Currently, creating optimal combination therapy regimens for patients with hypertension is based upon clinical judgment, because data from RCTs regarding this critical question are lacking. Most recent RCTs have compared classes of antihypertensive agents for their efficacy, tolerability, and ability to reduce cardiovascular morbidity and mortality by initiating blinded therapy with agents from different classes and then adding on agents to create a combination therapy regimen for the majority of study participants. These trial designs have certain inherent problems in elucidating the question of optimal combination therapy. In general, add‐on therapy disallows any crossover of agents from the classes under investigation between or among the groups being studied, thus limiting the types of combination regimens under investigation. Additionally, add‐on therapy relies on the judgment of individual investigators to design combination regimens for study participants. Further, equivalent blood pressure levels are rarely achieved by all groups under investigation, leading to the inability to answer the question of whether the clinical benefits observed in the trial occurred due to blood pressure reduction alone. This article describes the considerations for prescribing combination therapy as the initial treatment for patients with hypertension, based on currently available clinical trial data, and suggests directions for future clinical trials of combination therapy regimens.

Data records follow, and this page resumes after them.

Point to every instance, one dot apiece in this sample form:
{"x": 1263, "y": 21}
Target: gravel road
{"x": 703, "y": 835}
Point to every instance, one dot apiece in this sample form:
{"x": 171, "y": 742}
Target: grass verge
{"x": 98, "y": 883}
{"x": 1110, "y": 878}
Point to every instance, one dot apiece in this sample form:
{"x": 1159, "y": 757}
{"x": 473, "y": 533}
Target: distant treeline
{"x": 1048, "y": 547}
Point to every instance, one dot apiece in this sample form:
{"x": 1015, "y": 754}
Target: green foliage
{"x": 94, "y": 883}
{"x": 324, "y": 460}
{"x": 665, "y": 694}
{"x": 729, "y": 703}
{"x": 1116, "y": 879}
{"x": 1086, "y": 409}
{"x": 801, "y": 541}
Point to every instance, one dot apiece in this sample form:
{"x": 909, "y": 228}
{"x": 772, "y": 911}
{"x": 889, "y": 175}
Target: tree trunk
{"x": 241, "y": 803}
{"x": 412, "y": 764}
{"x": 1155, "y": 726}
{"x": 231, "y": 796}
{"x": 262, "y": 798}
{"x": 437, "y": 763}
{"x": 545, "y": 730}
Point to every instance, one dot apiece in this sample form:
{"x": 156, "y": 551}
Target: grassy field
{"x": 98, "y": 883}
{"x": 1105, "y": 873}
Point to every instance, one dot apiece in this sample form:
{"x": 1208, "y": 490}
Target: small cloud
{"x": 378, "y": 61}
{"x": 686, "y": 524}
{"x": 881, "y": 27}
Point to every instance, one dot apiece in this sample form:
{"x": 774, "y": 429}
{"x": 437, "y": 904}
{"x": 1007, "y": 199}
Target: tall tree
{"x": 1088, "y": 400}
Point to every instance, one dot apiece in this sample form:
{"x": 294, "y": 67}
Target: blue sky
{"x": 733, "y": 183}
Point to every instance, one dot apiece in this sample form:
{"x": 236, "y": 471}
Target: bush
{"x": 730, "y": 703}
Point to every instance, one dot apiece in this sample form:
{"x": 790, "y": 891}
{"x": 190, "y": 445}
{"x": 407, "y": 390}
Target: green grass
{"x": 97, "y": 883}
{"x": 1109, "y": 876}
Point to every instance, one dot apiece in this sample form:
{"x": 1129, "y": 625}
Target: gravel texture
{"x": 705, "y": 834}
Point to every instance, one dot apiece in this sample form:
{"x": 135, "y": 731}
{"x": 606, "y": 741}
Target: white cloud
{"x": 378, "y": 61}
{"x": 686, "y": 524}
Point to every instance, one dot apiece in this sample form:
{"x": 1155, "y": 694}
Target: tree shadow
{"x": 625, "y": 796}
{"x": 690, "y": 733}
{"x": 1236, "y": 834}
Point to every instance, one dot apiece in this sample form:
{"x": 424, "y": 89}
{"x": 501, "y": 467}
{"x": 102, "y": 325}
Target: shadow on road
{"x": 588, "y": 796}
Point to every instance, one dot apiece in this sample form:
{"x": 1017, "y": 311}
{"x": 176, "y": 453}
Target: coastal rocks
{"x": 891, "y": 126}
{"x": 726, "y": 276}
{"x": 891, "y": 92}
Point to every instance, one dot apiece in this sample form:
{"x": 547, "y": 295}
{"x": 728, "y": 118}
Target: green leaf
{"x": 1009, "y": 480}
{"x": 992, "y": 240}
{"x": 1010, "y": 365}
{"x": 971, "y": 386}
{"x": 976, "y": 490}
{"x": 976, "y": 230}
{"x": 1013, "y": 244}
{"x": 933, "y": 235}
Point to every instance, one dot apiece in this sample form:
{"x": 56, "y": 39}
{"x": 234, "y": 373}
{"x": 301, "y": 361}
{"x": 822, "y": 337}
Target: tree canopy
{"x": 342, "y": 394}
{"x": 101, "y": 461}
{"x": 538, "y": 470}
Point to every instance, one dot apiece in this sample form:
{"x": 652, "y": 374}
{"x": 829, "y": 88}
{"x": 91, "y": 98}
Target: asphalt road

INVESTIGATIONS OF ANTIHYPERTENSIVE REGIMENS

The recent Antihypertensive and Lipid‐Lowering Treatment to Prevent Heart Attack Trial (ALLHAT) ⁷ shows how difficult it is to apply trial data to real clinical practice. The objective of ALLHAT, a large multicenter RCT, was to establish an optimal first step for antihypertensive therapy by comparing amlodipine besylate, lisinopril, or doxazosin (agents from newer classes) with chlorthalidone (an agent from an older class) for the primary outcome of combined fatal coronary heart disease (CHD) or nonfatal myocardial infarction. (Another arm of the study investigated the effects of lipid‐lowering agents on the same outcomes; these data will not be discussed here.) The participants (N=42,400) were North American men and women aged 55 years who had systolic blood pressure 140 mm Hg and/or diastolic blood pressure 90 mm Hg (or were taking medication for hypertension) and had at least one additional risk factor for CHD. Secondary outcomes were all‐cause mortality, stroke, combined CHD events, and combined cardiovascular events.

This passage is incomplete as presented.